Los Angeles Police Chief Jim McDonnell defended the department’s recent handling of protests, saying officers acted appropriately to subdue the anxiety.
McDonnell said in a statement released Monday that the department will conduct a “comprehensive assessment of each use case.” The chief said LAPD would be inevitable to scrutiny and would take action against officers who “were short on” departmental standards.
The statement referenced a Times article published over the weekend. This included explanations from protesters who injured LAPD officers who fired hard foam projectiles and other so-called less lethal ammunition. The act of police forces on board horses during the protest faces scrutiny after video footage shows people being trampled and attacked by batons.
McDonnell, who repeatedly refused the interview request, said the story “contains serious accusations and I have not underestimated them.”
He said what was missing from the public narrative was the “dangerous, fluid and ultimately violent conditions that our officers encountered.” The protests are “almost marked by peaceful expressions,” he said, sometimes “hijacked by violence, vandalism, criminal attacks.”
“When demonstrators began to throw objects, set fire and refuse to disband after repeated legal orders were given, officers were justified to take swift and measured actions to prevent further harm and restore public safety,” McDonnell said.
The Chief’s statement cited many “documented” cases where officers were “hardly attacked” with bottles, bricks, Molotov cocktails and commercial grade fireworks. He said 52 officers suffered injuries requiring treatment.
Critics in the department said they “use edited video clips or anecdotal accounts as conclusive evidence of fraud.”
McDonnell disputed allegations that officers did not issue a dispersal order before firing hard-form projectiles or tear gas, saying protesters were informed in both English and Spanish to leave “using ground-level amplification systems or by helicopters.”

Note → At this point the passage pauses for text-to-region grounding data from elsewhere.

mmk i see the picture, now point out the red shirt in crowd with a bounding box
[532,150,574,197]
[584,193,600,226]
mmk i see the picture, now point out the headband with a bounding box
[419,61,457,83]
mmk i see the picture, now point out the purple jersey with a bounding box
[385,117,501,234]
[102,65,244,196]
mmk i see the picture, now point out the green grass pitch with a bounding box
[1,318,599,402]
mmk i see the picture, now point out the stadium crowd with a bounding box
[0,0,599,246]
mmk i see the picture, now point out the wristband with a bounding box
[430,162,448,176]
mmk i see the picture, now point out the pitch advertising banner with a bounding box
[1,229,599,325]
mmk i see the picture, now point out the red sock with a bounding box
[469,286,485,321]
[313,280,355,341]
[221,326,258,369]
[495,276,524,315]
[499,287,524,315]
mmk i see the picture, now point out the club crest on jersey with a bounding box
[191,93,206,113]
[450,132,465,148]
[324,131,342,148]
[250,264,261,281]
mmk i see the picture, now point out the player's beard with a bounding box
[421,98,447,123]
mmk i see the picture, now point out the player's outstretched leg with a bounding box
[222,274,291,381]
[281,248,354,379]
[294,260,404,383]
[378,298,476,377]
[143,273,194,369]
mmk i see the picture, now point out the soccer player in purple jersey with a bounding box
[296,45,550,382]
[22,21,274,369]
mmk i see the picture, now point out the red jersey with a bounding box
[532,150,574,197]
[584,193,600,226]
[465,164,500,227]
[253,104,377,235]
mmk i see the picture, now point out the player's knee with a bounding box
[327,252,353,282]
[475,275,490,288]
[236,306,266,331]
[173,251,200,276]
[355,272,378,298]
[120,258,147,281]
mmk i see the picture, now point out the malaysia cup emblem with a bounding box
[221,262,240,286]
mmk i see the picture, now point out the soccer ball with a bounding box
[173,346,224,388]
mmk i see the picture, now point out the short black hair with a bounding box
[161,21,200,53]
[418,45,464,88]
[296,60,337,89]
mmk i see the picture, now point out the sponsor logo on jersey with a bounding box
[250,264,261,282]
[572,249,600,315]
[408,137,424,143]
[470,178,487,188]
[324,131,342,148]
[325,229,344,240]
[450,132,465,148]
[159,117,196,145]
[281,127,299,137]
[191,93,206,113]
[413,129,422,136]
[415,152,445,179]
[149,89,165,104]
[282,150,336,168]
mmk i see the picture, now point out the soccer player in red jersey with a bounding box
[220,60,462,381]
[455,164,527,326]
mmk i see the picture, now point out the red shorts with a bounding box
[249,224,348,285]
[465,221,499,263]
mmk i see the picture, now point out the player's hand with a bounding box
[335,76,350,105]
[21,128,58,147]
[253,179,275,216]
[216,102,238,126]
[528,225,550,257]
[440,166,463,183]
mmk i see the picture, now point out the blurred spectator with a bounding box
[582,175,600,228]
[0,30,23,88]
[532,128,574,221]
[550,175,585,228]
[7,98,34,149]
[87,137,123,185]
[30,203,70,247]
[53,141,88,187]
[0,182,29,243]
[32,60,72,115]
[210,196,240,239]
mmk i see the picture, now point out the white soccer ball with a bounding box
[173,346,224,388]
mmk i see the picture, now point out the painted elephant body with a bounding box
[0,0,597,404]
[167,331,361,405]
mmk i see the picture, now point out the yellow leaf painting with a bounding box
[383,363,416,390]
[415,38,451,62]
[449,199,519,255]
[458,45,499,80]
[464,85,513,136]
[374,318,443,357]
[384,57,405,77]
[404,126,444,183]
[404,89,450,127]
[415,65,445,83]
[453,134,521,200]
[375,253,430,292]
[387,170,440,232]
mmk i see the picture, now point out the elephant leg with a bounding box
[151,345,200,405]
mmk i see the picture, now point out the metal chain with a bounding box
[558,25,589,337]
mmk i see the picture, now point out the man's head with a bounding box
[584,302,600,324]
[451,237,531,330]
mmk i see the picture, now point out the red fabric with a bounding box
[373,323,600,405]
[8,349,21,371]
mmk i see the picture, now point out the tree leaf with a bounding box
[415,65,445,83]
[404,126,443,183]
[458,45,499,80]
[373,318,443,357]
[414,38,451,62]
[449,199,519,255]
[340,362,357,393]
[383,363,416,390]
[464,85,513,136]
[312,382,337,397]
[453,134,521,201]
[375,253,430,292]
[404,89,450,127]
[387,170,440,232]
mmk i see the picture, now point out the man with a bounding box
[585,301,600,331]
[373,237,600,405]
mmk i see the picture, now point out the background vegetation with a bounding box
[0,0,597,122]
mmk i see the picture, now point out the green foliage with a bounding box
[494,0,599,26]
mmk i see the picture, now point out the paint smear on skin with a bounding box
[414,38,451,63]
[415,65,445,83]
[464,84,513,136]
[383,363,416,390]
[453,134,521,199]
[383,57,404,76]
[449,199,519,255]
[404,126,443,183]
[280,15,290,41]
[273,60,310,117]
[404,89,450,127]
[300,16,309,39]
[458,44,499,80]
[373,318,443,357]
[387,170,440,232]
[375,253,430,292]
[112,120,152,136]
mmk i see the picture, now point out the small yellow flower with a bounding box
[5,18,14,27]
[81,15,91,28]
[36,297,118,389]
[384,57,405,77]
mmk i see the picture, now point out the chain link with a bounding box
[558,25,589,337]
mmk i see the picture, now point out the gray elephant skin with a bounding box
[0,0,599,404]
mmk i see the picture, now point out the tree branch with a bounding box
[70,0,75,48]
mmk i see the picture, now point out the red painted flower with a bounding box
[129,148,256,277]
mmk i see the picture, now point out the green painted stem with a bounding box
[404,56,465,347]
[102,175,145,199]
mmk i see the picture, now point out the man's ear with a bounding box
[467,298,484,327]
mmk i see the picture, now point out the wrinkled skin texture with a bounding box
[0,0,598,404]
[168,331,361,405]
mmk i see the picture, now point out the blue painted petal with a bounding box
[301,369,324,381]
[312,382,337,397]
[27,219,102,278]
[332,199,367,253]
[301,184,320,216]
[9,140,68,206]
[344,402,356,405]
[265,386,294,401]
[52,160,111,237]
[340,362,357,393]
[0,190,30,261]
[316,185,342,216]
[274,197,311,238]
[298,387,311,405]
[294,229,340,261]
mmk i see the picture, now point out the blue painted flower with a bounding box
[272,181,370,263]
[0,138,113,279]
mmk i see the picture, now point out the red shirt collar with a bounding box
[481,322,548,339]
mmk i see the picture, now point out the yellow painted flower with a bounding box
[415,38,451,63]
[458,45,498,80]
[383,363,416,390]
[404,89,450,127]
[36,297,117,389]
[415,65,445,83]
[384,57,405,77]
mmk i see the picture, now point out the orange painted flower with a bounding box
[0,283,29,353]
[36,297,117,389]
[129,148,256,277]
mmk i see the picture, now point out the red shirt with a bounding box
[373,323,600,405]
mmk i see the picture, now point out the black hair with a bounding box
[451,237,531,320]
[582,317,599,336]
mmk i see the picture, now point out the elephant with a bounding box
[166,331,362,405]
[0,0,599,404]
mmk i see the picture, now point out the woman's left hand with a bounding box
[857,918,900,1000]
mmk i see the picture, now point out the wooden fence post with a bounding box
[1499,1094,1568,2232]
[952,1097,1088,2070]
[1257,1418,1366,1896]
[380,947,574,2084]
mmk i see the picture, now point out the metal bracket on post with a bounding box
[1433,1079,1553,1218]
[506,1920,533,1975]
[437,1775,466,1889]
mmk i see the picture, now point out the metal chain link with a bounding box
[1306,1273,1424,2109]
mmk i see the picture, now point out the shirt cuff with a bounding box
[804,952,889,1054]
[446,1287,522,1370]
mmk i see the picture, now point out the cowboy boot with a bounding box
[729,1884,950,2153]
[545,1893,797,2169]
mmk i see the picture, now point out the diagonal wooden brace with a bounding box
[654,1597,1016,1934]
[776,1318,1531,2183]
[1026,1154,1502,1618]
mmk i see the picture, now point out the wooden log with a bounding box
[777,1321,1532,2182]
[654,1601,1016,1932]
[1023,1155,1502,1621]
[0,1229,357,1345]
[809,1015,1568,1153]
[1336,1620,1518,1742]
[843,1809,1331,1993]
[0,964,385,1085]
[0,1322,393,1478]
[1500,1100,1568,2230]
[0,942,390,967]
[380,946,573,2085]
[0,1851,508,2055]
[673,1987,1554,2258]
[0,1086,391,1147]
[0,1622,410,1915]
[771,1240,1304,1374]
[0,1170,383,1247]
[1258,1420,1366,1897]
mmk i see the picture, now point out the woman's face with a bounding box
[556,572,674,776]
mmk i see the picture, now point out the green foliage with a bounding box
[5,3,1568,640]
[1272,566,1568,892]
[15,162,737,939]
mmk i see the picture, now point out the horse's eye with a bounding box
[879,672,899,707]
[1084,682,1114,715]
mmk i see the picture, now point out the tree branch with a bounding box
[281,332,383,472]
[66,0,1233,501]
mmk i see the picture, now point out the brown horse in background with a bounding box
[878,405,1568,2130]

He also denied that the actions against the protesters were “made in direct response to targeted, proportional and immediate, reliable threats,” and that officers had indiscriminately used force.
However, many eyewitness accounts from protesters, along with several video clips that have become virus online in recent weeks, have raised doubts about whether LAPD officials have used their power on people who pose no threats.
After paying millions over the past decade for protest-related cases, the department is likely to face another wave of civil lawsuits by plaintiffs claiming excessive force.
A coalition of media rights groups filed a lawsuit earlier this month, explaining that journalists were shot dead in a non-fatal police round of detained by LAPD officers in tears for no reason during protest.
John Burton, the lawyer representing the three injured protesters, includes one person, including one who burst a test circle with a foam projectile — said video footage from the demonstration shows an officer routinely disregarding the state’s regulations that dominate crowd control tactics.
“Didn’t these people learn anything?” Burton said. “We went through this with George Floyd.